Population & Sample Variance

Mon 14 April 2014

A common source of confusion among students just getting started with statistics is the difference between population and sample. Simply speaking, the entire field of statistics exists so that real parameters (real mean, real variance etc.) of the population can be estimated using a subset of the population (called the sample). This is because it is generally cumbersome, extremely expensive or downright impossible to measure the parameter for the entire population at once.

One such specific area of confusion arises from the fact that while calculating the estimator for the population variance from the sample, we divide the sum of the square differences from the mean by n-1 (unbiased) instead of n (biased). While a great explanation for this can be found here (video) or here (more math-y), I decided to code up a simple practical example that shows why the unbiased estimator is a better proxy for estimating the real population variance.

Let's first build a population for our experiment and calculate the true variance (the one we'll estimate using the samples) -

# Population size = 100000
N <- 100000

# Generate a population of a 100000 uniform random values
pop <- runif(N)

# Calculate the population mean
pop.mean <- mean(pop)

# Calculate the population variance
pop.var <- sum((pop - pop.mean)^2)/N

We'll take 10,000 samples of size 50 from this population and use them to estimate the variance of the population. For each iteration, we'll store the biased and unbiased estimates of the population variance in a list so that we can later analyze and plot the results.

# Number of samples = 100
K <- 10000

# Sample size = 50
n <- 50

# List to store the sample mean and variance
samp.mean <- NULL
samp.var.biased <- NULL
samp.var.unbiased <- NULL

# Loop over the samples
for (i in 1:K) {
  # Choose a random sample
  samp <- sample(pop, n)

  # Calculate and store the sample mean
  s_mean <- mean(samp)
  samp.mean <- c(samp.mean, s_mean)

  # Calculate and store the *biased* sample variance
  samp.var.biased <- c(samp.var.biased, (sum((samp - s_mean)^2)/n))

  # Calculate and store the *biased* sample variance
  samp.var.unbiased <- c(samp.var.unbiased, (sum((samp - s_mean)^2)/(n-1)))
}

Now we have 10,000 biased and unbiased estimates of the real population variance. Let's plot it -

Biased and unbiased estimators of pop var

The green line is the true population variance.
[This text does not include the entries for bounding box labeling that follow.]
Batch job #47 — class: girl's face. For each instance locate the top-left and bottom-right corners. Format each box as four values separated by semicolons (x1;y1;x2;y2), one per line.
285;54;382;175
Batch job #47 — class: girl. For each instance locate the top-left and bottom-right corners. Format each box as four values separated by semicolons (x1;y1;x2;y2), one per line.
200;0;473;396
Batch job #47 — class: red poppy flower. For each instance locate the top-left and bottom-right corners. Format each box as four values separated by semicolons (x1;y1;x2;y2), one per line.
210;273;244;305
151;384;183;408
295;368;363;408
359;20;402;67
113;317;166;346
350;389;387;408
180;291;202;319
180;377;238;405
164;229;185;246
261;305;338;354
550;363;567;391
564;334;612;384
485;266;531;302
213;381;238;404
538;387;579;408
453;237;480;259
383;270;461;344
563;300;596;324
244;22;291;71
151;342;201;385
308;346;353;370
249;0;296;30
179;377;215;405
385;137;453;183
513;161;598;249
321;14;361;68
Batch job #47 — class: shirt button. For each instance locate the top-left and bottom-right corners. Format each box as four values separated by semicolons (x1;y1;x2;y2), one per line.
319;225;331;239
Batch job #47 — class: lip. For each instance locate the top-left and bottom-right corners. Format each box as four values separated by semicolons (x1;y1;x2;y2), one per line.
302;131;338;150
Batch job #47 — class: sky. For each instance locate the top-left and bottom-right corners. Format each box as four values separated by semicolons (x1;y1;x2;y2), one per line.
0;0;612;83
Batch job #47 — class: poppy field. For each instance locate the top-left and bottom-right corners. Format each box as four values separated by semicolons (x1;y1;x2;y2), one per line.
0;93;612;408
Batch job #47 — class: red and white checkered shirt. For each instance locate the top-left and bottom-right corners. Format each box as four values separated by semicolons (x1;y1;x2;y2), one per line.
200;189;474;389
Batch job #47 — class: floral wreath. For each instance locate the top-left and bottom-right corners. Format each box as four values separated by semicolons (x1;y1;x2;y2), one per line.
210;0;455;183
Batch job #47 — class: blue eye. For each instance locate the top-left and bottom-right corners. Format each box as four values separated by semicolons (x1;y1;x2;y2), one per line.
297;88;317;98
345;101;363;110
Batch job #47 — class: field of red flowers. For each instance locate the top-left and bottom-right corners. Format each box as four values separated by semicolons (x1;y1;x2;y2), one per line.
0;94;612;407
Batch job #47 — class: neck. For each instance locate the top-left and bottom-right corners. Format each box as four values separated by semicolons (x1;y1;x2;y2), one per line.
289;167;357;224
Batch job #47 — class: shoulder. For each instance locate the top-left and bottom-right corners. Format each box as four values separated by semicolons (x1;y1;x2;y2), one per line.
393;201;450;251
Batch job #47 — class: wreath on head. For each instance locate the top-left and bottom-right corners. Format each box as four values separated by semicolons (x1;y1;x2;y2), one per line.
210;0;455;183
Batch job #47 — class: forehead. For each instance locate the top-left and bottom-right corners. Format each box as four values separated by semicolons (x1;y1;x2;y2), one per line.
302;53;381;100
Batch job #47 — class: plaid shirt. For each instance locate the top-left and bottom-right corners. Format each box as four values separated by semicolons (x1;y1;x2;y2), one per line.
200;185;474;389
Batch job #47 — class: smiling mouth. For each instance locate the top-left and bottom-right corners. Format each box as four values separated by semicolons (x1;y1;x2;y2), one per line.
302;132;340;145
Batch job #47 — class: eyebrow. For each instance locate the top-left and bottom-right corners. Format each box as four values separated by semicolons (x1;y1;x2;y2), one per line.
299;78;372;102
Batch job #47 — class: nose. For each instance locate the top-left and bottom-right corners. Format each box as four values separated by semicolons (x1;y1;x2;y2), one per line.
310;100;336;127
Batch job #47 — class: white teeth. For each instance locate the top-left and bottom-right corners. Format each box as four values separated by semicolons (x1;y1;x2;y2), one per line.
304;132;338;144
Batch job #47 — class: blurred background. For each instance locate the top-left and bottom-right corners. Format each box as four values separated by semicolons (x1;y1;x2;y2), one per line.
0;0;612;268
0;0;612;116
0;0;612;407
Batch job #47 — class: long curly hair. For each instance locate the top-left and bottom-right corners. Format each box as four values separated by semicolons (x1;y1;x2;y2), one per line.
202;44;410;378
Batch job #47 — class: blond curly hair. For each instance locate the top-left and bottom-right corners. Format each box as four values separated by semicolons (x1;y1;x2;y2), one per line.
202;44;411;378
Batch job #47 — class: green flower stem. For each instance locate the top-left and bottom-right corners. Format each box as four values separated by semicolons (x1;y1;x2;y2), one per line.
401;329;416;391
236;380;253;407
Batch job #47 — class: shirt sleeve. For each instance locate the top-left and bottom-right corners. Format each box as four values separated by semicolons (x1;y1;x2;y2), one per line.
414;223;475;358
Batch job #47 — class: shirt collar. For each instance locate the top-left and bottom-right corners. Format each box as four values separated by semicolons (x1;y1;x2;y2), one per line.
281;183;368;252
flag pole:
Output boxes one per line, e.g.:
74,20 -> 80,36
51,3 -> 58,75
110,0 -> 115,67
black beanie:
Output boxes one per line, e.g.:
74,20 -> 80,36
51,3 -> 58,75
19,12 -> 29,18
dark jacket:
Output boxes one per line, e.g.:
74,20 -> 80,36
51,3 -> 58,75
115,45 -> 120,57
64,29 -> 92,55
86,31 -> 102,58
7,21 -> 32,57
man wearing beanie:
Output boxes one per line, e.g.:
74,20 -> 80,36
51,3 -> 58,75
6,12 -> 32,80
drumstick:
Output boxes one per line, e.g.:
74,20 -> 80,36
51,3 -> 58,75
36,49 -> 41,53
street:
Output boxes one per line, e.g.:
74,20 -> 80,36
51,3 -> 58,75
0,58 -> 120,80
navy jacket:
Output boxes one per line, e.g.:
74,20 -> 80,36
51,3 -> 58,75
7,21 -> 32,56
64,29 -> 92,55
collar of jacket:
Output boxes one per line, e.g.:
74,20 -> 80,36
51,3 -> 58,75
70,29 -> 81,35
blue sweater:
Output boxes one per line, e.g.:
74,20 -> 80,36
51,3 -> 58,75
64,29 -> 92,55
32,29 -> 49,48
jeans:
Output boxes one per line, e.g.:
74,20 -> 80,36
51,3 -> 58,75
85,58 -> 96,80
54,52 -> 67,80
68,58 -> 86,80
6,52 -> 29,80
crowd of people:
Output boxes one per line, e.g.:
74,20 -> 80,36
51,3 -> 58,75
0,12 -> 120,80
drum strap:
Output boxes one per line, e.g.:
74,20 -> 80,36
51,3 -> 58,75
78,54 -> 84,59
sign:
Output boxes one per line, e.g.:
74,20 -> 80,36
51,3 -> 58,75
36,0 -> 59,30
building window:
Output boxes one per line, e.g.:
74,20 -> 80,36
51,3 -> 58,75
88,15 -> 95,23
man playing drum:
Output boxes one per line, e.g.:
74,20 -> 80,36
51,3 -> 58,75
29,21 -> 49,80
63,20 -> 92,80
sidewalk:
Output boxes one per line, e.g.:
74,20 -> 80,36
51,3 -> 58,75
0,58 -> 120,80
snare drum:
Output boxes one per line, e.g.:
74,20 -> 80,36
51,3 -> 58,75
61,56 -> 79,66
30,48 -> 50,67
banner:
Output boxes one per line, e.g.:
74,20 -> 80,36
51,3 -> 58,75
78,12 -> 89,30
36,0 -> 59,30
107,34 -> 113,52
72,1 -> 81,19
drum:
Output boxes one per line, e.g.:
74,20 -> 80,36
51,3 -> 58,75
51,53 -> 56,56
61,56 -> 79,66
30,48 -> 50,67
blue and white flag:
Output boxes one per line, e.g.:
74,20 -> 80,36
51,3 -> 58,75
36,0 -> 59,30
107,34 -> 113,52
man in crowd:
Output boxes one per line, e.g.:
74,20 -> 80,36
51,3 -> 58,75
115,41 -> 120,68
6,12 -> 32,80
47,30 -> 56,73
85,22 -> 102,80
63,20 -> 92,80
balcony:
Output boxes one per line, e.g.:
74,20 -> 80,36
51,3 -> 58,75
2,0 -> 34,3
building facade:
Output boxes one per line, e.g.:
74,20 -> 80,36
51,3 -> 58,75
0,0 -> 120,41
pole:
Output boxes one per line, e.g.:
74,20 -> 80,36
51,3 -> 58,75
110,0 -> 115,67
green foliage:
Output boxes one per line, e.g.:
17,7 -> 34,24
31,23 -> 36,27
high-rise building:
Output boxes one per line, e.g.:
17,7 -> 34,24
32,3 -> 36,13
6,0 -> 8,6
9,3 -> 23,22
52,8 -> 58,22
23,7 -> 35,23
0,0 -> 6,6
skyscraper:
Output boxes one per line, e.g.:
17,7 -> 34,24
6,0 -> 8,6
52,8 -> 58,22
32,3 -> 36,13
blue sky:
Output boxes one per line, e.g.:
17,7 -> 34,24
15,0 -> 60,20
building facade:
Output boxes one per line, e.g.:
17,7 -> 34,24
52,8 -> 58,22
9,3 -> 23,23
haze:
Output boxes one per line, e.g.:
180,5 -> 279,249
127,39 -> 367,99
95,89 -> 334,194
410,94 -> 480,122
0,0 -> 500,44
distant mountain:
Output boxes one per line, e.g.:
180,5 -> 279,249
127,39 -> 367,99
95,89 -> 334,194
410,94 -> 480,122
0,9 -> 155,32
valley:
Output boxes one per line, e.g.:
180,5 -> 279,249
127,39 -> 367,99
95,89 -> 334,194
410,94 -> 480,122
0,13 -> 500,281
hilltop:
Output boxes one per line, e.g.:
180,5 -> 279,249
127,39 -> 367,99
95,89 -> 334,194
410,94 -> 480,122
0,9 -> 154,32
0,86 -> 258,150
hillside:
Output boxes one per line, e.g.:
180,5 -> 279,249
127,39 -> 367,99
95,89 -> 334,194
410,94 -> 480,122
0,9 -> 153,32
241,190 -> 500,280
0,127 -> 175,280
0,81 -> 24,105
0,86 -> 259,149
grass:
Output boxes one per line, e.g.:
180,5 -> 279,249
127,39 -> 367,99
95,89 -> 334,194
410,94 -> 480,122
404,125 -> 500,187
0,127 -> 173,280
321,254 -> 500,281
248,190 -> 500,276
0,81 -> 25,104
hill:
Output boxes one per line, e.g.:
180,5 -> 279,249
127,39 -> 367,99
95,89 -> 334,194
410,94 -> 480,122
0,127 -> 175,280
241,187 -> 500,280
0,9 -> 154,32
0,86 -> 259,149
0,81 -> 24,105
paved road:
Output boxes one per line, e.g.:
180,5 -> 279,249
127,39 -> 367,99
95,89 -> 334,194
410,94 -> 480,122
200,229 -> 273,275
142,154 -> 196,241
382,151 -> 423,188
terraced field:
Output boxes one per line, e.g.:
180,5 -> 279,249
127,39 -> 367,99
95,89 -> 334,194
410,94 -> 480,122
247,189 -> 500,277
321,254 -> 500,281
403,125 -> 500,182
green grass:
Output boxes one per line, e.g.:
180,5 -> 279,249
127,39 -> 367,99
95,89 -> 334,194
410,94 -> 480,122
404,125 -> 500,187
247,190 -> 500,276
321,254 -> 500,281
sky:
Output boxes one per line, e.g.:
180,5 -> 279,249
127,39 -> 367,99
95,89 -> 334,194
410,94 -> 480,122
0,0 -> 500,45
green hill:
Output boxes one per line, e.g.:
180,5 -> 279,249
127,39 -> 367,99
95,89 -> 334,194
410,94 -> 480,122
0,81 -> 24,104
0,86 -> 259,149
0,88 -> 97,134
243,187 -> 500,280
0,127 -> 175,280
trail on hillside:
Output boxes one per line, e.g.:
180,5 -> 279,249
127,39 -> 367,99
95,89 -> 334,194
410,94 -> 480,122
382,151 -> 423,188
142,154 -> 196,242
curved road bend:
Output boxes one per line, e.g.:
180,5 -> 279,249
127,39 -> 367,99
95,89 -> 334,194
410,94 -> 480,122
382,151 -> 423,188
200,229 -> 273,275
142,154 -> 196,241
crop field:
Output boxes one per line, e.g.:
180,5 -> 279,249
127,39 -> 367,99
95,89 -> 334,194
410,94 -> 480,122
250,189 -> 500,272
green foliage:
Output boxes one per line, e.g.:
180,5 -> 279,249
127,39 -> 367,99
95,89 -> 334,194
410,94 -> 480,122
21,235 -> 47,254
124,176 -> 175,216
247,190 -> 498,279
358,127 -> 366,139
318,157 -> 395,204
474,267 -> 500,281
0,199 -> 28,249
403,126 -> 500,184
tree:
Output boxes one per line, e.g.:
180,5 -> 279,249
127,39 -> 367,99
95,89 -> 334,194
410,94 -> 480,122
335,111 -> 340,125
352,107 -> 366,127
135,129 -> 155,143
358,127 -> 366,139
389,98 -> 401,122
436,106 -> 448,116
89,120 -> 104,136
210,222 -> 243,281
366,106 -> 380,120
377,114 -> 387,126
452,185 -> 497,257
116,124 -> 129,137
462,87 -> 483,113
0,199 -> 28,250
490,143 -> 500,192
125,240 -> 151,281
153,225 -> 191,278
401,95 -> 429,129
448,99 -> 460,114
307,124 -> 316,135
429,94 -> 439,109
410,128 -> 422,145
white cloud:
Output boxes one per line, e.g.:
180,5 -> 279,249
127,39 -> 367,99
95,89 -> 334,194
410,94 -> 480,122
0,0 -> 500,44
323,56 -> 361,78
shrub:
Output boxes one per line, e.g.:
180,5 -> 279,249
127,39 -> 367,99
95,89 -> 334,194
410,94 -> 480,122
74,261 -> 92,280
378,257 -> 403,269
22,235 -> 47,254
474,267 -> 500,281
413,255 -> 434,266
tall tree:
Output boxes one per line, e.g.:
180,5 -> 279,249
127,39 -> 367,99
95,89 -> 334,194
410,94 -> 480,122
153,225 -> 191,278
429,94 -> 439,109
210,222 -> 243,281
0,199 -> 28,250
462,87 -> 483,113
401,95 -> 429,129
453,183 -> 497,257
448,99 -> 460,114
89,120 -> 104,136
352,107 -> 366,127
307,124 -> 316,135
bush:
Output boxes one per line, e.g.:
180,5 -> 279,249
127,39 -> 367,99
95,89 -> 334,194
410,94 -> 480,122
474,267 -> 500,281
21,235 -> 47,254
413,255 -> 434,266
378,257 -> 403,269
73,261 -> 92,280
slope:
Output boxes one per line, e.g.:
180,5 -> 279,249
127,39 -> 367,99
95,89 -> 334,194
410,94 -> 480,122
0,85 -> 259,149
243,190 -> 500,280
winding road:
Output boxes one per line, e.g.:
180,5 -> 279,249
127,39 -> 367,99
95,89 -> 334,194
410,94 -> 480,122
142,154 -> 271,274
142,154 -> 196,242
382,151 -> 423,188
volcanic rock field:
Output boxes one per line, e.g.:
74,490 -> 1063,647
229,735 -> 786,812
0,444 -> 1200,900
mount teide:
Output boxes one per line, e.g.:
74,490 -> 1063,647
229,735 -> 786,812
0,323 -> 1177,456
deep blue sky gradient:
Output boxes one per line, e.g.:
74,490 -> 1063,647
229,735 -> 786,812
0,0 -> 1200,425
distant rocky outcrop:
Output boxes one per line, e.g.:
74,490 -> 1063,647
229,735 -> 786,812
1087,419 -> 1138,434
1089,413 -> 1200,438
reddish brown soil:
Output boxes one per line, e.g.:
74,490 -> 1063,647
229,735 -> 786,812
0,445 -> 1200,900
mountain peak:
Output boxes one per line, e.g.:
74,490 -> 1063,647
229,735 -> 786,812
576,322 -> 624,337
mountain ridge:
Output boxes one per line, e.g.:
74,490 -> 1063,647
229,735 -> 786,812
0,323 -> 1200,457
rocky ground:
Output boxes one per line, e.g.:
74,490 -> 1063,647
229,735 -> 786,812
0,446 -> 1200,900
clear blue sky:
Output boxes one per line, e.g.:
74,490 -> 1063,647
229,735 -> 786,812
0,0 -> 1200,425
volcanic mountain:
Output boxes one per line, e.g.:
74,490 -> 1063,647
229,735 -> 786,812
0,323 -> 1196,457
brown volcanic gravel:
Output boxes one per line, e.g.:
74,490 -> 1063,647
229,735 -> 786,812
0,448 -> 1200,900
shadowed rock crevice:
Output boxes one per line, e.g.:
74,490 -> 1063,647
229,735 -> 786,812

It is hard to see whether the biased or the unbiased estimators are better from the plot, so let's just calculate the percentage of samples where the unbiased estimator was equal to or better than the biased estimator -

# Percentage of times 'unbiased' is equal or better estimator of the pop variance
(sum(abs(samp.var.unbiased - pop.var) <= abs(samp.var.biased - pop.var)) / K) * 100

You'll notice that you'll consistently get a value > 50% thus demonstrating that the unbiased estimator is, on average, a better estimator for the population variance.

Hope this little demonstration was useful in convincing you about the intuition behind the difference.